M-RCV includes machine gun, anti-tank missile launcher, drone deployer, and array of sensors; testing to begin in 2023

Emanuel (Mannie) Fabian is The Times of Israel's military correspondent

The Defense Ministry on Monday announced it would begin testing a new robotic unmanned combat vehicle it is developing with several Israeli arms firms.

The Medium Robotic Combat Vehicle (M-RCV) — unveiled for the first time at the Eurosatory defense expo being held in Paris — integrates several “cutting-edge technologies,” according to the ministry, including an anti-tank missile launcher, a system for transporting and receiving drones, the ability to carry heavy loads and advanced maneuvering capabilities.

The robotics platform was developed by BL Advanced Ground Support Systems; a 30-millimeter machine gun turret was developed by the ministry’s Tank and APC Directorate; an active defense system was developed by Elbit Systems; and the missile launcher was developed by the Israel Aerospace Industries, capable of launching Rafael Advanced Defense Systems’ “Spike” anti-tank missiles.

The ministry said the vehicle has the ability to hold a drone for “forward reconnaissance missions,” and an array of passive sensors developed by Elbit and Foresight Autonomous.

“The M-RCV’s capabilities include a highly autonomous solution for forward reconnaissance, and controlled lethality in all-terrain conditions,” the ministry said in a statement. “It is operational during the day and night in all-weather scenarios, while emphasizing operational effectiveness, simplicity, minimum operator intervention, and integration into heterogeneous unmanned arrays.”

The ministry said testing in “representative scenarios” was expected to begin next year, with no estimated date for the vehicle being ready for deployment.

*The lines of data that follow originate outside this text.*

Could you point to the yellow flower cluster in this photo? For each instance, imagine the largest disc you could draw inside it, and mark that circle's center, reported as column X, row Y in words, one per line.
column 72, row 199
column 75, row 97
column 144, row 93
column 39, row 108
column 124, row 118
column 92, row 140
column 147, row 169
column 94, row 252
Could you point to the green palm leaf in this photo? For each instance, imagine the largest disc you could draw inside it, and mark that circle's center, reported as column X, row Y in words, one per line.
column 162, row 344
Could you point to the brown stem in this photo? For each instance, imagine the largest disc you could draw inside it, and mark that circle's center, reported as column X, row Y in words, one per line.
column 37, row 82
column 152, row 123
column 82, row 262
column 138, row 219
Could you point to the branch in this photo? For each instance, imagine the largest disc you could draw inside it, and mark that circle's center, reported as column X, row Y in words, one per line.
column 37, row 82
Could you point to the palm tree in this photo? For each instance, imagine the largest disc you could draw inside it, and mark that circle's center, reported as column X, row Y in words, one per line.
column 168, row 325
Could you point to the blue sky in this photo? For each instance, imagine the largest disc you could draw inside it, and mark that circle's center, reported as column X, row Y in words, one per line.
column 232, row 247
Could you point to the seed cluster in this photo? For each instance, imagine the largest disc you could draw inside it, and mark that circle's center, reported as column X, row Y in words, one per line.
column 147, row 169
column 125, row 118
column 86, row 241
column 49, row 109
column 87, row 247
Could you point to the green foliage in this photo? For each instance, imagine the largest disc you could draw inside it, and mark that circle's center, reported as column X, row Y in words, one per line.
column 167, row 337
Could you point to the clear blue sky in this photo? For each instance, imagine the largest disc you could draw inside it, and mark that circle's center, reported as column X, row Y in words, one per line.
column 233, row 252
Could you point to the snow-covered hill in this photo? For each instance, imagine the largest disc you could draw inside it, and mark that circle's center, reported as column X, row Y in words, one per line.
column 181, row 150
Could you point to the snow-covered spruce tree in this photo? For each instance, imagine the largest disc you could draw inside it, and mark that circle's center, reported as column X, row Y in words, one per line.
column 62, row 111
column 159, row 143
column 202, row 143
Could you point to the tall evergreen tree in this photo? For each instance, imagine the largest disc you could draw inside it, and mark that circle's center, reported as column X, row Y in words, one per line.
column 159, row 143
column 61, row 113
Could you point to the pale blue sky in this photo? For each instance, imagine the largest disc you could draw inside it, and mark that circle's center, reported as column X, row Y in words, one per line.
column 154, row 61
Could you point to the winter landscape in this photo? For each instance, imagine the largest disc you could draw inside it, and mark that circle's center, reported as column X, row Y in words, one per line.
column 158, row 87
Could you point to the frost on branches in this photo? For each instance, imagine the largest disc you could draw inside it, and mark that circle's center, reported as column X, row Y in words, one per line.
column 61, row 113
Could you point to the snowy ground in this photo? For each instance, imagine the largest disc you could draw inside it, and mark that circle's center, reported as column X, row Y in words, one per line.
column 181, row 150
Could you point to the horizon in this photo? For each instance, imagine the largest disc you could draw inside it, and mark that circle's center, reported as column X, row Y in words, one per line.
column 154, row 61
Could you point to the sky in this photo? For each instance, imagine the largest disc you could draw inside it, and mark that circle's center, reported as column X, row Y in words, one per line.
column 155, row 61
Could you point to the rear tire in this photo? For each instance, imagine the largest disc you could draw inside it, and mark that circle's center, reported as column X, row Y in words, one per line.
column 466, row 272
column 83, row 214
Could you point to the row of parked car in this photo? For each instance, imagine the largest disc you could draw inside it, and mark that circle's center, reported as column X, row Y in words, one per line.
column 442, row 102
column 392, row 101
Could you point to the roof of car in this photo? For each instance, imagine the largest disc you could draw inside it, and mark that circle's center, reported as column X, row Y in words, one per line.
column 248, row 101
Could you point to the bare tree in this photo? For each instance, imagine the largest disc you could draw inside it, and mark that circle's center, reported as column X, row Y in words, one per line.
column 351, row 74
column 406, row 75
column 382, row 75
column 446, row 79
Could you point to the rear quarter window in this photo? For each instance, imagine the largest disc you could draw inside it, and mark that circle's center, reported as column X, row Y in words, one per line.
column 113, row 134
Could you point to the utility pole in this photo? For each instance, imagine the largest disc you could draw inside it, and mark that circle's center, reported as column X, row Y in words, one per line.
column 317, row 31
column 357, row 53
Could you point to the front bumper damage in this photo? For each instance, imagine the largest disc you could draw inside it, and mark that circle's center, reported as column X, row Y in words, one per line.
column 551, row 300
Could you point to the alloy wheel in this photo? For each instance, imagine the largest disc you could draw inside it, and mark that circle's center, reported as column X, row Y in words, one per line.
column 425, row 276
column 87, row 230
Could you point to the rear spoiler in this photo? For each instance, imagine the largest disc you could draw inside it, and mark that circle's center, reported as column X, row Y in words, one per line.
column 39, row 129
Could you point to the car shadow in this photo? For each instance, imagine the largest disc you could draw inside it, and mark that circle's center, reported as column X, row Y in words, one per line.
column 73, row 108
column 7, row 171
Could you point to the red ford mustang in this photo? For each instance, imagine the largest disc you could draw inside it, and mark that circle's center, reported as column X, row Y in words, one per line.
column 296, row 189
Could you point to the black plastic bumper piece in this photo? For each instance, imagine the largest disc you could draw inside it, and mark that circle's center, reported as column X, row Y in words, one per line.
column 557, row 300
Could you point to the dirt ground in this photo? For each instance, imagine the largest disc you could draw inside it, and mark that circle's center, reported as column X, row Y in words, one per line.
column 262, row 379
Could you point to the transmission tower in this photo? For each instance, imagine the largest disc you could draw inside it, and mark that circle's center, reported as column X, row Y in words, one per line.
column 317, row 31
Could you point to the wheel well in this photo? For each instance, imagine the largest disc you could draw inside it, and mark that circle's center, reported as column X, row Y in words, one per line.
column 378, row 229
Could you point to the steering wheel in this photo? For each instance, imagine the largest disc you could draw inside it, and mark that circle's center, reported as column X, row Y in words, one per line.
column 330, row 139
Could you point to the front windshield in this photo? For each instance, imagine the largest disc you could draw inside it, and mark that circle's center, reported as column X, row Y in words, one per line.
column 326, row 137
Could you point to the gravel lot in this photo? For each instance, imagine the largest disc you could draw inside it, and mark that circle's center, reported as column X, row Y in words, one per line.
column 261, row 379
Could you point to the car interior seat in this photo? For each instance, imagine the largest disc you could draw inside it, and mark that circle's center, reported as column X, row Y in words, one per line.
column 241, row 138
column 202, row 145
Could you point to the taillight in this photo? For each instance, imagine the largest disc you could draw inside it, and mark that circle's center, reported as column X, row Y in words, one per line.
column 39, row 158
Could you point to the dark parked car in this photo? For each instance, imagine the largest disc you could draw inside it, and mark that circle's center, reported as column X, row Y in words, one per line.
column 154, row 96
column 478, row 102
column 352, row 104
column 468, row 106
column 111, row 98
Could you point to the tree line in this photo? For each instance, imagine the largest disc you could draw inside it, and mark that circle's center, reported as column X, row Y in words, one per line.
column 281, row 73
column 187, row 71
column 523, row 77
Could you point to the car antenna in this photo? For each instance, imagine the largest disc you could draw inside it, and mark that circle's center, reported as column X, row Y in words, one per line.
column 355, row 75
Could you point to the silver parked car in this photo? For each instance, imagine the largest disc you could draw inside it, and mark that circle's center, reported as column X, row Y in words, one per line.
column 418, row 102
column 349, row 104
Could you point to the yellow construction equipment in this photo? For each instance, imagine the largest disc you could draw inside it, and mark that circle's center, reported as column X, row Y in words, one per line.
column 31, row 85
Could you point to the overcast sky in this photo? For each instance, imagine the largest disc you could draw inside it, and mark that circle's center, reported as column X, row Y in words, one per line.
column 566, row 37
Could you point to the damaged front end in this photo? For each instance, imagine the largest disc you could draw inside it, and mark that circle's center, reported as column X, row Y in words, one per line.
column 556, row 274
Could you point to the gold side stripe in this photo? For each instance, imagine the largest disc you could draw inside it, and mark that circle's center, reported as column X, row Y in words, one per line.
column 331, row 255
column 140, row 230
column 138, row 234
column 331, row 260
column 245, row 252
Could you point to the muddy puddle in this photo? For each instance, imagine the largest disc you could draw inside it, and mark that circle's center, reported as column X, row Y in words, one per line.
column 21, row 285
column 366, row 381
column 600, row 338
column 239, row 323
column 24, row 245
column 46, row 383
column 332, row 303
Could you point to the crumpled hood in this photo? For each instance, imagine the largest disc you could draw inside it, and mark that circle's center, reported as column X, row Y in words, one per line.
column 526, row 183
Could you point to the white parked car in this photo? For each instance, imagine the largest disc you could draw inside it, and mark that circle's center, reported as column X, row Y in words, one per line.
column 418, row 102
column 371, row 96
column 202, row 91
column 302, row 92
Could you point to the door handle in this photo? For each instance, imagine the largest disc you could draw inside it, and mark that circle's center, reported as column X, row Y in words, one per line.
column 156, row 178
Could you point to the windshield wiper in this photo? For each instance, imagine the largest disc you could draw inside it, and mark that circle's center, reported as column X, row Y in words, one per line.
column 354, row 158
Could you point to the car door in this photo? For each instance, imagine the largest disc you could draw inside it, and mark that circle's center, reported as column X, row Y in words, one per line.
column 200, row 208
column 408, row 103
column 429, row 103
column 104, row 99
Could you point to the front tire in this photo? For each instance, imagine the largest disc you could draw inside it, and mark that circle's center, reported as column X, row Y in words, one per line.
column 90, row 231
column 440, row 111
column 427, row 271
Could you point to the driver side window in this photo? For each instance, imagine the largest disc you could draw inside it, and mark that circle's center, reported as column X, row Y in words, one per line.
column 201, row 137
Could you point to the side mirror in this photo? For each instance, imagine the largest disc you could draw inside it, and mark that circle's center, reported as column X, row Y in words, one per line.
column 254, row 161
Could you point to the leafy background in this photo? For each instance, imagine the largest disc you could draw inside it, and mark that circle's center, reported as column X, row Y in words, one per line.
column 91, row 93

A new Medium Robotic Combat Vehicle in a handout photo published June 1, 2022. (Defense Ministry)

The Israel Defense Forces has already deployed autonomous combat vehicles to assist in patrolling Israel’s border with the Gaza Strip.

Unmanned ground vehicles are being increasingly used by other armies, including those of the United States, Britain, and Russia. Their tasks include logistical support, the removal of mines, and firing weapons.